You should note that if you don't wish to consider hierarchies as part of the solution then an RSS document that lists the feeds on your site, as items, would be fine. People could subscribe to the subscription RSS feed to learn of new announcements. I'm providing that RSS document on my Intranet so others in my organization can be notified of new feeds as we add them. This technique would allow you to categorize the individual feeds with the RSS category element. Using an RSS document to provide a subscription list works today without any changes to RSS aggregators or tools. Obviously, this solution doesn't provide hierarchy but hierarchies could be handled by using the domain attribute on the existing category element.

I'm not totally opposed to using OPML for this but am wondering why nobody thought to use RSS to do this?

As Steve suggests, the RDF format already provides a means to do it. It'd be a trivial matter to publish a flat list of the feeds and then include structuring that grouped them WITHOUT the added bulk of duplicating feeds URL again and again.

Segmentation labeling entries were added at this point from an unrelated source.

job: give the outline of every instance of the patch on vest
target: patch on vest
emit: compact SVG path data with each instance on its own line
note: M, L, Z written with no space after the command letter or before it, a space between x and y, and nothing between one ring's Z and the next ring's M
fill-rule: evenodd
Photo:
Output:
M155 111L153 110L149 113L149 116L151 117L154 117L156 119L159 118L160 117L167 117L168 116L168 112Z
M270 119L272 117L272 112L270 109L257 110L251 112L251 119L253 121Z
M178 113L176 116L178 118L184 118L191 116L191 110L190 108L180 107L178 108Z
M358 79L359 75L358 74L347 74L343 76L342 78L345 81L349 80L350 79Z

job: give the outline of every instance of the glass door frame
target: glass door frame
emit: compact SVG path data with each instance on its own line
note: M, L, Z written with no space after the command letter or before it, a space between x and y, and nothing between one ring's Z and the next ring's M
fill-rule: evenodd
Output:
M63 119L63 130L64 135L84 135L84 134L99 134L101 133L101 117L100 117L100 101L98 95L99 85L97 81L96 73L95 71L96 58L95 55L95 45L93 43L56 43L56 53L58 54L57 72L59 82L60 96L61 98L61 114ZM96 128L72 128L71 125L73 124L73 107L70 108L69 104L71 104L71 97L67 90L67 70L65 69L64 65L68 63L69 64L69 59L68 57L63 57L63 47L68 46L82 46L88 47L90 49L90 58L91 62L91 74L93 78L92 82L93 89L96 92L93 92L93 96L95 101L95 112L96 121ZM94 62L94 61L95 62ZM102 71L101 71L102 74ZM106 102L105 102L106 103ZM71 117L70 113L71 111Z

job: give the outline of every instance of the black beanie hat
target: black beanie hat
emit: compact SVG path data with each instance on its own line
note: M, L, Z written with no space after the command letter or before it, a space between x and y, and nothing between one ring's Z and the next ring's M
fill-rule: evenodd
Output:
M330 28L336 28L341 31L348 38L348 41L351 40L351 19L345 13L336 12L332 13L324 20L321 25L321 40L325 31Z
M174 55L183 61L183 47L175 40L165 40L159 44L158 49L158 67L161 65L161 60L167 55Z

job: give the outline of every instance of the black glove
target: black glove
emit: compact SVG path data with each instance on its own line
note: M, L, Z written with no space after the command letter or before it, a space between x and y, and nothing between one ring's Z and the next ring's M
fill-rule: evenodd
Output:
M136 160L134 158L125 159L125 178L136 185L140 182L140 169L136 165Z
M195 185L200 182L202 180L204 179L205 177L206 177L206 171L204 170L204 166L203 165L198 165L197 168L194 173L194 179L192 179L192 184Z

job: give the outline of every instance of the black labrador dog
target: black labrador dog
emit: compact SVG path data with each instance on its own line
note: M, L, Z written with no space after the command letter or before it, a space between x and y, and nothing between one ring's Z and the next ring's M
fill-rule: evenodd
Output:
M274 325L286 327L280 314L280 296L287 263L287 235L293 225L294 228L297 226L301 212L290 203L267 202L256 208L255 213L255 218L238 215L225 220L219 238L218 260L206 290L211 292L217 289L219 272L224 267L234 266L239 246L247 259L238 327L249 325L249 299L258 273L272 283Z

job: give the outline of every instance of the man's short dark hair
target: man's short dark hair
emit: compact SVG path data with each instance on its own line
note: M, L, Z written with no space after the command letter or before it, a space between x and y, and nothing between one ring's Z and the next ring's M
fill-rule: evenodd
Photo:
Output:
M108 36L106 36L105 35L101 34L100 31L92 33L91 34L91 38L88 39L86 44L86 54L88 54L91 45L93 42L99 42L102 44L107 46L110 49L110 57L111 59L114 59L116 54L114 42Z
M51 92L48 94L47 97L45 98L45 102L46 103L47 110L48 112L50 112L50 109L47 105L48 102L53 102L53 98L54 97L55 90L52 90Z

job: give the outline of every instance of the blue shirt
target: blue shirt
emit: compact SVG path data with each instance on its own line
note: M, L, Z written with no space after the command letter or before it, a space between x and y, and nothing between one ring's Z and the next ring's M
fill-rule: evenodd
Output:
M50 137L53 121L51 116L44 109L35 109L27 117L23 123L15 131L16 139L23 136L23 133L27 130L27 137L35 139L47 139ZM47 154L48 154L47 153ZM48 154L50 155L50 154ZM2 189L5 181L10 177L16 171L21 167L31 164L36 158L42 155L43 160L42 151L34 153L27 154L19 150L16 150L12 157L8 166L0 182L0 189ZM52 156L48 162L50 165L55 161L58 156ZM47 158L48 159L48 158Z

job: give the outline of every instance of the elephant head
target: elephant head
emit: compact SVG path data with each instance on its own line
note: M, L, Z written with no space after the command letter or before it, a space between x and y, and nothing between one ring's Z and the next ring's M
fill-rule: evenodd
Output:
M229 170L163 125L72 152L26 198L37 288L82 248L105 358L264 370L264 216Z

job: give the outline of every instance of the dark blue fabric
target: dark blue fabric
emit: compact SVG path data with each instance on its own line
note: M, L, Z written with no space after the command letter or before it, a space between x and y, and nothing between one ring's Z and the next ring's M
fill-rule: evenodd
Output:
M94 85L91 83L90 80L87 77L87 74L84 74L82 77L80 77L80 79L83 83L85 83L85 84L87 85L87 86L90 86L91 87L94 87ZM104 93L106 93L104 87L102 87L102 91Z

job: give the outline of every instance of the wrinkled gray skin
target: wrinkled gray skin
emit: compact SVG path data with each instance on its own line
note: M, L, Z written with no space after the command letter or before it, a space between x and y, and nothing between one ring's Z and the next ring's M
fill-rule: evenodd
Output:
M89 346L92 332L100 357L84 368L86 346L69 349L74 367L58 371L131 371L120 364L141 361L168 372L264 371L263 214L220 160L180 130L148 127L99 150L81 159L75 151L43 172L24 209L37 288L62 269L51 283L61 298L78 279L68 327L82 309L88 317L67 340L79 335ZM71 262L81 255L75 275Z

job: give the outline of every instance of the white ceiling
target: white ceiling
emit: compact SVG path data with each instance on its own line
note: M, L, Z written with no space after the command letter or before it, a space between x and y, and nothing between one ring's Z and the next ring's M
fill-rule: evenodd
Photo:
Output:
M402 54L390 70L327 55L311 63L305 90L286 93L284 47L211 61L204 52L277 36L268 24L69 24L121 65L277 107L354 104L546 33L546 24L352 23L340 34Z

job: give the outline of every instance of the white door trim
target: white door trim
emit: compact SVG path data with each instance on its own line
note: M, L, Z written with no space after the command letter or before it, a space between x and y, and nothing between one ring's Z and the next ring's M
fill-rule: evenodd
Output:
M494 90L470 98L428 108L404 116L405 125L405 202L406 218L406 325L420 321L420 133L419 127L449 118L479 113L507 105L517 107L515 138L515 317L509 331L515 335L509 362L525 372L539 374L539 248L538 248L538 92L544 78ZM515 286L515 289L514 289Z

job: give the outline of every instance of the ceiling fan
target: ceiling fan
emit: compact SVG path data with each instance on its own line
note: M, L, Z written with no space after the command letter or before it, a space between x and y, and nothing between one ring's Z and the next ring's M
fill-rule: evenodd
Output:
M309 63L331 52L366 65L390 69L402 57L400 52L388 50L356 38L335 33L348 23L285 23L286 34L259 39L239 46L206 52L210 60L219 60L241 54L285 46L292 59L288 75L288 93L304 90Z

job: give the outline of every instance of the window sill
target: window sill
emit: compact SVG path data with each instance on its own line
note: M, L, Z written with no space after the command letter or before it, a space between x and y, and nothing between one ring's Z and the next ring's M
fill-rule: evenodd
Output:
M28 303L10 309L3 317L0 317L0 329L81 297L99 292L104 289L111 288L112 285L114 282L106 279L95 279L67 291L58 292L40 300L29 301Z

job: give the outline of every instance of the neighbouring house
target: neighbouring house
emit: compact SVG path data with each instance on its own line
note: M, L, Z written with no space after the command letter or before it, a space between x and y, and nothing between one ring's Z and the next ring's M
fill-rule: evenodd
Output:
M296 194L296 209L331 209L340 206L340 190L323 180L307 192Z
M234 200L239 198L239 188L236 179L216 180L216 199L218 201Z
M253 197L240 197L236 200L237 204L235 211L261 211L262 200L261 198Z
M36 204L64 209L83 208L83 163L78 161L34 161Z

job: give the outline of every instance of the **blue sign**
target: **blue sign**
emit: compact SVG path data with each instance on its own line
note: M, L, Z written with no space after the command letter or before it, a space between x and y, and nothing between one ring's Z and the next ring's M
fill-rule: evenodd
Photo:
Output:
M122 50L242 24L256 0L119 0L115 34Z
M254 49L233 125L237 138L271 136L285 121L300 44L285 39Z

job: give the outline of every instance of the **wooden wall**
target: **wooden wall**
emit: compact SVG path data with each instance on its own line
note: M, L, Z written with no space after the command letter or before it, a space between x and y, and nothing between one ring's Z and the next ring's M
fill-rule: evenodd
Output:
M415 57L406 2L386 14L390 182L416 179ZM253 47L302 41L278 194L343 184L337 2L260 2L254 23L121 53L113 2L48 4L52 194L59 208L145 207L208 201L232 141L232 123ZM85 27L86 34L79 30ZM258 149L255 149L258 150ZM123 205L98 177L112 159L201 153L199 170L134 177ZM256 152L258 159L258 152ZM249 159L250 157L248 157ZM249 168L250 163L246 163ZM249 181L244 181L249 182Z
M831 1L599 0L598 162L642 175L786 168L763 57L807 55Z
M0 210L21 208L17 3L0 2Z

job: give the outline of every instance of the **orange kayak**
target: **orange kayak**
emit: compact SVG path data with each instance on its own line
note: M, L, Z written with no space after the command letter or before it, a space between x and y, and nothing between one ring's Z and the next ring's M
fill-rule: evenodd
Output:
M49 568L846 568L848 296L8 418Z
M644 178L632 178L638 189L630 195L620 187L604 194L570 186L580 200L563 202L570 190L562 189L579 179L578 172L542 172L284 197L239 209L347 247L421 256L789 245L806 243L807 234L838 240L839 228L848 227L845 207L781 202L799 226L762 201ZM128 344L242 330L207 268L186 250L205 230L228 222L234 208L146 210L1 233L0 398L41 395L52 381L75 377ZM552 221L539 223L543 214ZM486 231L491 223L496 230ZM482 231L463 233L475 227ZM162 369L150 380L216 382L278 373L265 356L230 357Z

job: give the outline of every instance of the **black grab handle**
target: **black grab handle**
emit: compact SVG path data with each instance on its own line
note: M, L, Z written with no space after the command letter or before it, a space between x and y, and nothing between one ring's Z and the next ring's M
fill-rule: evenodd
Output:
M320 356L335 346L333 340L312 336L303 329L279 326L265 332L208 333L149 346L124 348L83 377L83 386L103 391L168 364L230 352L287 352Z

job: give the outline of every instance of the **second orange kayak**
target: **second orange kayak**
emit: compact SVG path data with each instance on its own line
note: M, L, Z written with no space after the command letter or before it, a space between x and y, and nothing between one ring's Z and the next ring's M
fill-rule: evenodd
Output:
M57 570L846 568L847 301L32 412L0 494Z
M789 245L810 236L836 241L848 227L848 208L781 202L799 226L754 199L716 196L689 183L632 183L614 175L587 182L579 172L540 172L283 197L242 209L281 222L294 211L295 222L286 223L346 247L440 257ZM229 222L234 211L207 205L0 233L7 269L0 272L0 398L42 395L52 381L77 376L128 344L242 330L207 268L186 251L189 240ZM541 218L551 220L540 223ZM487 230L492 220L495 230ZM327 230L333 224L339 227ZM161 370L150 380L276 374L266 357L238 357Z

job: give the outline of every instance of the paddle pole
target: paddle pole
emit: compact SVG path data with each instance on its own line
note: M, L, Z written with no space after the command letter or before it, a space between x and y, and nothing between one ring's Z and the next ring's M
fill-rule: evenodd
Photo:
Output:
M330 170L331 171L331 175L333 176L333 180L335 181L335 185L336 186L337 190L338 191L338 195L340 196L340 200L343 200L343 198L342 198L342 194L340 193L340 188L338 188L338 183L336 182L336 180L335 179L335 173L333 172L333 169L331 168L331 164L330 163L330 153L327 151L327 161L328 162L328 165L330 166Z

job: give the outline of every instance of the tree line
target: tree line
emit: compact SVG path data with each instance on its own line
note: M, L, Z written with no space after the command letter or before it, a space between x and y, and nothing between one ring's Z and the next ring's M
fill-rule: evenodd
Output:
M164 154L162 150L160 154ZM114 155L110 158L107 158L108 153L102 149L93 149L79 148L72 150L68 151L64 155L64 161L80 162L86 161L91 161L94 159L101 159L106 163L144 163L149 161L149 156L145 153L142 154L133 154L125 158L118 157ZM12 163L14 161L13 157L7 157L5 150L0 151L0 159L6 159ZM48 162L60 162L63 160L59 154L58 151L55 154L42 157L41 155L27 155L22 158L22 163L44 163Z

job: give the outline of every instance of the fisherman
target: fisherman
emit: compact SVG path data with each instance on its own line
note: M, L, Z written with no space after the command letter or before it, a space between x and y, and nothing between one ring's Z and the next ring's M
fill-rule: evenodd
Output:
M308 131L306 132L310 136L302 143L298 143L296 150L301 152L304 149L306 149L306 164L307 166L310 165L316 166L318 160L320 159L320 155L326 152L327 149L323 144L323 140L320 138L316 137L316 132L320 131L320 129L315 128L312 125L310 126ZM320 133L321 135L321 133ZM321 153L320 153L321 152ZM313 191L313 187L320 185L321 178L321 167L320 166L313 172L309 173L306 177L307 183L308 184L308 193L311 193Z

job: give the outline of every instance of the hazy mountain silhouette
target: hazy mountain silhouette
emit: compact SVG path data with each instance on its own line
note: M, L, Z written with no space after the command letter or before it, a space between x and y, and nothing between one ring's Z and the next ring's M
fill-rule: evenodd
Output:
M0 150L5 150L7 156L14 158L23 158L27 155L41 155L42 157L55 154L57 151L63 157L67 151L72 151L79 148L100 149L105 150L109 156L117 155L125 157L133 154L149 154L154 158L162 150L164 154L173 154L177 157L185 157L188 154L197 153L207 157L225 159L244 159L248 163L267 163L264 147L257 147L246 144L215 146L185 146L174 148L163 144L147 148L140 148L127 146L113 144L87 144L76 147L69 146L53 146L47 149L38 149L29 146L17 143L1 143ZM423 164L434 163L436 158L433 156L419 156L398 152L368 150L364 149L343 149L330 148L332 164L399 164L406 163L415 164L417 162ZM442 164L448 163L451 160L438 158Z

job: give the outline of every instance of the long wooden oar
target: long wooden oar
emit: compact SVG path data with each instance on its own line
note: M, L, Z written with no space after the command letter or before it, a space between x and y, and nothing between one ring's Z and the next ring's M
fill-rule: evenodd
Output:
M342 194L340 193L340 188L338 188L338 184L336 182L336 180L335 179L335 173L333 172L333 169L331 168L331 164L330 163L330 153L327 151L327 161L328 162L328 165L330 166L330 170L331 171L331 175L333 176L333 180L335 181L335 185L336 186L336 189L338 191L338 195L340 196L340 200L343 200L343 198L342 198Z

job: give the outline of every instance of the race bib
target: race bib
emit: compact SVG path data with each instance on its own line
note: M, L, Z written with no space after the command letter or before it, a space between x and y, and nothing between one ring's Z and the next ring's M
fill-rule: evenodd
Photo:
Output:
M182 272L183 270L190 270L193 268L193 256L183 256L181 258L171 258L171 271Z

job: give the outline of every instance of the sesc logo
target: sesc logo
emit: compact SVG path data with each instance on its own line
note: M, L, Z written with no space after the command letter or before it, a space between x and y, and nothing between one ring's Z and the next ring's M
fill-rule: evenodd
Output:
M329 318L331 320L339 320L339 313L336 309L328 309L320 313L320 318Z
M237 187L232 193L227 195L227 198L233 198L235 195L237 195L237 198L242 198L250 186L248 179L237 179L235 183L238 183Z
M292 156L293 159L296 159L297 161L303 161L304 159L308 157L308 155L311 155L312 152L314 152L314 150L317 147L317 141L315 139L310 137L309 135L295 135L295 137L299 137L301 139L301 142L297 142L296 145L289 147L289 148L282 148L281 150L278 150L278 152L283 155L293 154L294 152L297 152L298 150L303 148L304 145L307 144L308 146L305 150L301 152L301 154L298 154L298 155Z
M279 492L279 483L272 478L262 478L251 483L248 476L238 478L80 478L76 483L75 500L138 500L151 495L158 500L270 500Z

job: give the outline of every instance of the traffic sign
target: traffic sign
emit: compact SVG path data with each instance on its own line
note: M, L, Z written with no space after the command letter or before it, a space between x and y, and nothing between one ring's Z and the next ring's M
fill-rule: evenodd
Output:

I've made an example here:www.syndic8.com

It even validates: www.w3.org

The grouping and element names I'm using are completely made up. But it does serve to demonstrate how to do what you're asking with absolutely nothing 'reinvented'.

Oooh. Nice.

myRadio has been creating subscription files is this exact format since February

it's called mySubscriptionsMyRadio.opml, and will be in the gems folder of any myRadio user

radio.weblogs.com

fyimikel

Hello Everyone, Just a quick question, as my google searches for this issue turned up with nothing that represents the idea I had in mind; Do you know of any ways that people are using to implement 'sub-feeds' into their feeds? Here's a quick example of what I mean. Say, I want to implement comments into my RSS feed.  Firstly, I could go around and use the <comments> element. This is okay, and my feed allready uses these elements, but it's not what I want. I would still have to go to a webpage and display the comments in a layout that is not standardized. Also, i wouldn't be notified if there were new comments (imho one BIG advantage of RSS). So this is, for what I want, out of the question. Now I could go around and put them in the description of every item, like Joi Ito does with his 'full blown rss feed with comments', but that has two big disadvantages.-My feed's output is going to be HUGE if i'm going to be outputting every comment to every item.-Users with aggregrators which display every item fully in a list on one page, will have to read through every item WITH comments, making reading multiple items very irritating. I could also make separate feeds with the last comments, which users can subscribe to. Now this is good if you're sitting behind your PC all day and have a good memory of what the discussions on various items on a blog was about, but you'd easily lose track of these comments and you would never be able to see which comments belong to which item. So this is out of the question as well. Now, what I would like to do is implement a sort of 'sub-feed' to each item of my rss-feed. I want to be able to link from an item to another RSS-feed, and I want my aggregator to automatically recognize this feed and provide the user with an option to click this feed from the aggregator so it is opened and displays all the items (comments) in this feed. Now is my question, are there allready people that you know of that are extending RSS to do such a thing? If not, then my solution would be something like: <subFeed url=vandedonk.nl name="Comments" numItems="15" />  Then my aggregator could display a link like "Comments (15)" which links to AND aggregates the comments automatically when I click it. This has the advantage that if I can use the same element for linking to feeds with trackbacks, relevant links etc etc. I hope you can spare the time to help me with this issue :) Greets and thanks in advance,Sander van de Donk

I just posted an RFC about this today.

I agree totally with Stan, IMO it _has_ to be hierarchic and support many levels to be intreresting.

A bit off-topic, but I did a little activerenderer-style rendering script to present the OPML as HTML:

www.solvare.com

Shrook already uses this exact format for import and export, and has no problem with multilevel hierarchies.